"Are you kidding me!" I bark.
"Huh? Did it hit?" he replies while pretending to act dumbfounded.
Strong gusts of wind buffeted my vehicle forcing my turning the steering wheel into the blast. I slowed and turned broadside to the wind that rocked my car like a ship in rough water. Easing into a parking space, I shut off the engine.
Trees violently jerked around as debris skidded across the parking lot. A gap in my door's rubber seal allowed the invasive wind to whistle inside. Wind. Its my least favorite condition offered by Mother Nature as it is tough to escape. But once I ramble into the canyon, it will dissipate and I look forward to the reprieve.
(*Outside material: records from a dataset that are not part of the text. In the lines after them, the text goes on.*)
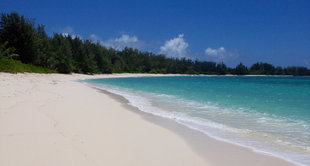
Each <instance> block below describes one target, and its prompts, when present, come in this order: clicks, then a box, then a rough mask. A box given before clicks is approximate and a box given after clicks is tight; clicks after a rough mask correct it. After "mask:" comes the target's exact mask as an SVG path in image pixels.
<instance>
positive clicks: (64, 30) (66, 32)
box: [61, 26, 74, 34]
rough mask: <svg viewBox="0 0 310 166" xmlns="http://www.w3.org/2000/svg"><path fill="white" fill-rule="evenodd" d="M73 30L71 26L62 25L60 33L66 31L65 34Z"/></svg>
mask: <svg viewBox="0 0 310 166" xmlns="http://www.w3.org/2000/svg"><path fill="white" fill-rule="evenodd" d="M73 31H74V30H73V28H72V27H70V26H66V27H64V28H63V29H62V30H61V33H67V34H70V33H72V32H73Z"/></svg>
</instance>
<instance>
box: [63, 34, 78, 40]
mask: <svg viewBox="0 0 310 166" xmlns="http://www.w3.org/2000/svg"><path fill="white" fill-rule="evenodd" d="M61 35H62V36H64V37H68V36H69V35H70V36H71V37H72V39H75V38H79V39H82V36H80V35H78V34H69V33H62V34H61Z"/></svg>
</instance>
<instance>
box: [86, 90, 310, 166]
mask: <svg viewBox="0 0 310 166" xmlns="http://www.w3.org/2000/svg"><path fill="white" fill-rule="evenodd" d="M88 85H90V86H93V87H96V88H100V89H103V90H106V91H109V92H111V93H114V94H118V95H121V96H123V97H125V98H126V99H127V100H128V101H129V104H130V105H132V106H134V107H137V108H138V109H139V110H141V111H143V112H146V113H151V114H153V115H157V116H161V117H164V118H169V119H172V120H175V121H176V122H178V123H180V124H183V125H185V126H187V127H189V128H191V129H194V130H197V131H200V132H203V133H205V134H207V135H209V136H211V137H213V138H215V139H218V140H221V141H225V142H229V143H233V144H237V145H240V146H245V147H248V148H251V149H253V150H254V151H257V152H263V153H267V154H270V155H274V156H277V157H281V158H283V159H286V160H288V159H291V160H289V161H291V162H294V163H297V164H299V165H304V164H305V165H310V153H308V154H307V152H309V147H307V146H300V147H302V148H300V147H299V149H304V152H305V153H298V152H295V151H291V150H288V149H286V148H287V147H291V148H296V147H297V146H296V147H293V146H292V143H291V142H290V141H284V140H282V138H278V137H277V136H274V135H271V134H266V133H265V132H266V131H267V132H268V130H270V131H269V132H271V133H272V132H275V131H276V130H277V129H278V128H279V126H281V125H284V126H285V127H284V129H285V128H287V130H291V128H292V127H294V125H295V126H296V125H300V126H303V128H309V125H307V124H305V123H304V122H296V123H286V122H287V120H286V119H280V118H274V117H269V116H268V115H267V114H260V113H256V112H250V113H249V112H247V111H248V110H245V109H238V110H231V109H229V108H220V107H218V106H217V105H216V104H211V103H210V104H201V103H197V102H192V101H186V100H183V99H179V98H176V97H174V96H170V95H164V94H163V95H162V94H151V93H147V94H146V93H143V92H137V91H135V92H133V91H130V90H128V89H121V88H118V87H112V86H107V85H101V84H100V85H99V84H88ZM158 100H160V103H158V104H156V101H157V102H159V101H158ZM169 100H170V101H171V102H174V104H171V103H170V105H169V102H167V101H169ZM165 104H166V105H165ZM176 106H179V107H176ZM176 108H178V109H181V110H180V111H175V109H176ZM193 108H194V109H193ZM182 109H184V110H182ZM197 110H198V111H197ZM201 112H203V113H205V114H206V115H208V116H209V117H208V118H210V119H211V120H210V119H206V118H200V117H197V116H192V115H189V113H192V114H194V113H201ZM212 116H214V117H212ZM240 117H242V119H240ZM247 118H248V119H247ZM218 119H220V120H226V121H227V120H228V119H229V120H230V122H228V121H227V124H223V123H221V122H217V121H220V120H218ZM253 119H254V121H253ZM242 120H243V121H245V123H246V125H248V124H253V125H252V126H251V127H252V128H253V129H248V128H242V127H243V126H241V127H240V128H236V127H231V125H230V124H233V123H235V122H238V121H242ZM259 124H260V125H262V126H268V127H270V126H271V128H270V129H269V128H266V129H264V128H257V127H256V126H255V125H259ZM234 125H235V124H234ZM246 127H250V126H246ZM254 129H256V130H257V131H255V130H254ZM284 129H283V130H284ZM260 130H261V131H260ZM283 132H288V131H283ZM306 136H307V135H306ZM266 140H267V142H266ZM282 146H285V147H282ZM262 149H264V150H262Z"/></svg>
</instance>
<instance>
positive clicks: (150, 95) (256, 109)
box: [85, 76, 310, 165]
mask: <svg viewBox="0 0 310 166" xmlns="http://www.w3.org/2000/svg"><path fill="white" fill-rule="evenodd" d="M85 82H86V83H88V84H90V85H92V86H95V87H97V88H101V89H104V90H107V91H110V92H112V93H116V94H119V95H122V96H124V97H125V98H126V99H128V101H129V102H130V104H131V105H133V106H136V107H138V108H139V109H140V110H141V111H144V112H148V113H151V114H154V115H158V116H162V117H165V118H170V119H174V120H175V121H176V122H178V123H181V124H183V125H186V126H187V127H190V128H192V129H195V130H199V131H201V132H204V133H205V134H207V135H209V136H212V137H214V138H216V139H220V140H225V141H229V142H232V143H236V144H239V145H243V146H247V147H250V148H252V149H254V150H256V151H262V152H265V153H269V154H273V155H276V156H279V157H282V158H285V159H287V160H290V161H293V162H295V163H299V164H303V165H310V77H261V76H260V77H242V76H176V77H135V78H108V79H92V80H86V81H85Z"/></svg>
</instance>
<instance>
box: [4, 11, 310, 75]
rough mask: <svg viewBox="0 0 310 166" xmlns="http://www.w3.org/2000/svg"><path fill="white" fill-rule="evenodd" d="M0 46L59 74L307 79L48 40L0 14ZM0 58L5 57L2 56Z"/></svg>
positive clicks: (186, 60)
mask: <svg viewBox="0 0 310 166" xmlns="http://www.w3.org/2000/svg"><path fill="white" fill-rule="evenodd" d="M0 45H5V46H6V47H7V48H8V49H10V50H12V49H13V50H14V53H15V54H14V55H17V56H9V57H10V58H11V59H14V60H19V61H21V62H22V63H25V64H31V65H35V66H40V67H43V68H46V69H50V70H53V71H55V72H59V73H72V72H74V73H84V74H93V73H172V74H177V73H178V74H219V75H224V74H236V75H246V74H252V75H310V70H309V69H307V68H306V67H297V66H291V67H286V68H282V67H280V66H278V67H275V66H273V65H272V64H268V63H263V62H258V63H255V64H253V65H252V66H251V67H247V66H245V65H243V64H242V63H240V64H239V65H237V66H236V67H235V68H230V67H227V66H226V65H225V64H224V63H215V62H209V61H198V60H191V59H187V58H170V57H166V56H165V55H163V54H154V53H152V52H142V51H139V50H138V49H133V48H127V47H126V48H124V49H123V50H116V49H113V48H107V47H104V46H103V45H101V44H100V43H99V42H97V43H94V42H92V41H90V40H82V39H80V38H79V37H77V36H75V37H72V36H70V35H62V34H58V33H54V34H53V36H52V37H49V36H48V35H47V34H46V32H45V30H44V25H42V24H38V25H36V24H35V21H34V19H30V18H25V17H24V16H23V15H19V14H18V13H15V12H12V13H1V21H0ZM0 56H7V55H5V54H2V55H1V51H0Z"/></svg>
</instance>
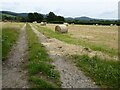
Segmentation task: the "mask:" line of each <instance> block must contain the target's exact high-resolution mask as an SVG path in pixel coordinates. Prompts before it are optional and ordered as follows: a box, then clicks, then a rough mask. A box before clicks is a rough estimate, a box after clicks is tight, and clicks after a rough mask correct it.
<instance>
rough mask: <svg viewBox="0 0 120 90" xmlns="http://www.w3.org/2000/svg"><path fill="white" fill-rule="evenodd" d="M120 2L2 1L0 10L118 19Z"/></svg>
mask: <svg viewBox="0 0 120 90" xmlns="http://www.w3.org/2000/svg"><path fill="white" fill-rule="evenodd" d="M119 1H120V0H0V6H1V7H0V8H1V10H5V11H13V12H18V13H26V12H27V13H29V12H38V13H42V14H48V13H49V12H50V11H52V12H54V13H55V14H56V15H62V16H64V17H81V16H88V17H91V18H99V19H118V2H119Z"/></svg>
But, added to the recipe of annoyance was a dolt (screw it, I'll say it--a real dumbass) in the car parked beside me.
A sporty looking Audi, white in color, with some hot shit behind the wheel and a lady in the passenger seat. Name brand clothing, custom "vanity" license plates and stickers in the windows telling everyone how badass he is sets the stage. Oh, and big money sunglasses are perched on top of his head.
Definitely not the kind of person that impresses The Moustache.
I go about yanking shoe laces tight and covering skin to avoid frostbite as I expected to step out and challenge the wind for a couple hours in blustery winter weather. The mountain trail was snow and ice-packed two days earlier so I snap on my Icetrekkers (still the best traction devices on the market) and I am nearly ready to start my run.
But..............................
Out of the corner of my eye, I notice Mr. Important reaching down to open his door. He cracks it open where the wind instantly rips it out of his girlie-man grip and his door bounces off my car. He catches his door on the rebound and closes it. His eyes bulge as I shove my door open.
"Are you kidding me!" I barked. (Okay, I admit, a fiery f-bomb was included.)
"Huh? Did it hit?" he replied, acting dumbfounded.
"Look right there!" I yell through the wind while pointing out where his door damaged my car which was clearly evident since the fresh mark stood out in my grimy car's exterior like a flashing beacon.
Too late. Mr. Important had already put his car in gear and was pulling out. I talked myself down from the anger that flared as I would have regretted following through with my initial thoughts...
Typical in this day and age. Catch someone with their hand in the cookie jar and they will look straight in your eye and claim it isn't their hand.
Pathetic.
The door ding isn't a huge deal as it joins several others on my aging car. But, its the principle of the matter!
Did I write down his license plate? Absolutely, but later I tossed it in the trash as I assumed his lady friend was appalled with his extreme cowardice and I hope that was punishment enough.
Come on, folks, doing the right thing should come natural! Even if it amounts to nothing more that saying, "Sorry."